Concierge medicine is a fringe healthcare concept that’s been around since the 90s, but lately it’s been gaining momentum. The American Academy of Private Physicians reports there are still under 5,000 practices in the United States, but surveys show a growing number of physicians — especially the younger generation — are becoming interested in this type of practice model.
So how does it work? Basically, it’s a private form of care (similar to direct care) in which physicians charge their patients an out-of-pocket retainer fee in exchange for full, immediate access to their services. Physicians who operate under this structure maintain a much smaller pool of clients, ranging from 500 to 1,000 versus several thousand in a traditional practice.
The unpopularity of this type of care is based on the perception that it only benefits physicians and wealthy patrons, but the rising cost of health care is starting to level the difference between concierge plans and Obamacare or private insurance, making it appealing to a larger group of consumers. For instance, physicians in one of the larger concierge networks charge an annual retainer fee ranging from $1650 to $1800 a year; in contrast, an average Obamacare plan costs thousands more. For some, the upfront cost difference is enough to give it a second glance.
But is it worth it for you? Here’s a rundown of both the good and bad so you can decide for yourself.
Advantages of Concierge Medicine
Essentially, concierge medicine differs from traditional care in that it is not sick care, but preventative care. One of the greatest advantages of concierge models is more personal care. Because physicians have fewer patients, they can devote more time to the ones they have. A smaller workload can also mean faster diagnoses and treatment for life-threatening conditions. Many deliver same or next-day appointments, longer appointment time, in-home visits, fast emergency care, and preventative screenings and tests not offered by most insurance plans.
If your physician is part of a network such as the MDVIP, you may even be able to see another network physician if you have an emergency while away from home.

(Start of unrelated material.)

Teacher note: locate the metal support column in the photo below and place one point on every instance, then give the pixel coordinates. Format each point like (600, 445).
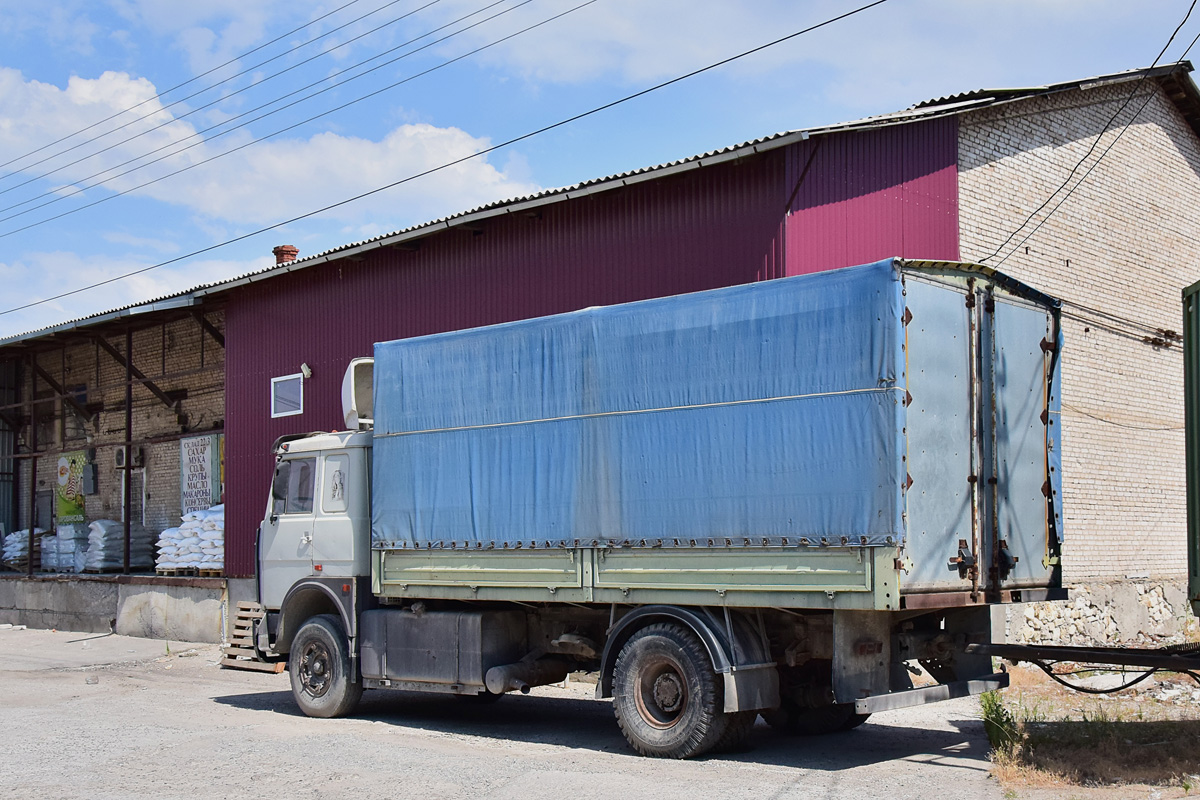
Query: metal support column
(33, 461)
(129, 439)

As for expenses not covered by the retainer fee, many concierge models and networks coordinate with insurance providers or Medicaid. Out-of-pocket expenses (excluding your retainer fees) may also qualify for flex-spending reimbursement from your regular insurance provider.
The Downside of Concierge
On the other hand, concierge medicine still represents an out-of-pocket medical expense many people cannot afford, especially since most still need insurance to pay for whatever the retainer fee doesn’t cover (Obamacare and other insurance providers cover many procedures that a concierge membership does not). Otherwise, you’re paying even more out-of-pocket. Unless your insurance is free, that’s a monthly/yearly retainer fee plus your insurance premium.

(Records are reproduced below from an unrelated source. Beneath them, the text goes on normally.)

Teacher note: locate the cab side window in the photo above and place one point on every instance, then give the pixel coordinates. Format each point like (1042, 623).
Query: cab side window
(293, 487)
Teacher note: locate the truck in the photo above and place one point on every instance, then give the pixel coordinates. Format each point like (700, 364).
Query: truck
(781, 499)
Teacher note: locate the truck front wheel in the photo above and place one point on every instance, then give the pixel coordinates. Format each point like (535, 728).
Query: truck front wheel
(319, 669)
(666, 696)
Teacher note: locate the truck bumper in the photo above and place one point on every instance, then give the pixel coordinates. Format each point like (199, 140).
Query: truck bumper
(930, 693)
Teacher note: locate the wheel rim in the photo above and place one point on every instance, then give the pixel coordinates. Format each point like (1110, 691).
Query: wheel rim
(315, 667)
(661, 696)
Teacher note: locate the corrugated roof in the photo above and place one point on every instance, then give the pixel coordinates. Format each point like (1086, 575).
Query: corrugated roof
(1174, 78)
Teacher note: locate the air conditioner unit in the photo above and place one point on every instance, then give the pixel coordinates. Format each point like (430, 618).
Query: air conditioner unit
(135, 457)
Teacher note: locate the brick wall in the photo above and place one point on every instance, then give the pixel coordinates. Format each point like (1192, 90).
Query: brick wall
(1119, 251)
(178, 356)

Secondly, retainer fees are not covered by insurance, and some companies even refuse to work with physicians who collect retainer fees, mostly because they believe it fosters inequality. In other words, you may have difficulty reconciling your insurance with your preference for a concierge-platform physician.
Lastly, retainer fees vary widely and tend to be higher in more expensive areas. If you live in one of these areas, the fees for a concierge physician may be higher than you can afford.
What Do You Think?
In spite of the potential problems with concierge medicine, it still might be the right option for you. Can you afford it, or is actually cheaper than your other insurance options? It might be something to think about. You may also be willing to pay a little extra if fast, personal and preventative care is very important to you and your health situation — some people especially value being able to call, e-mail, or even text their physician directly. If you think you might be interested in concierge medicine, check out the locator tool provided by the American Academy of Private Physicians to see if there are any physicians or networks near you.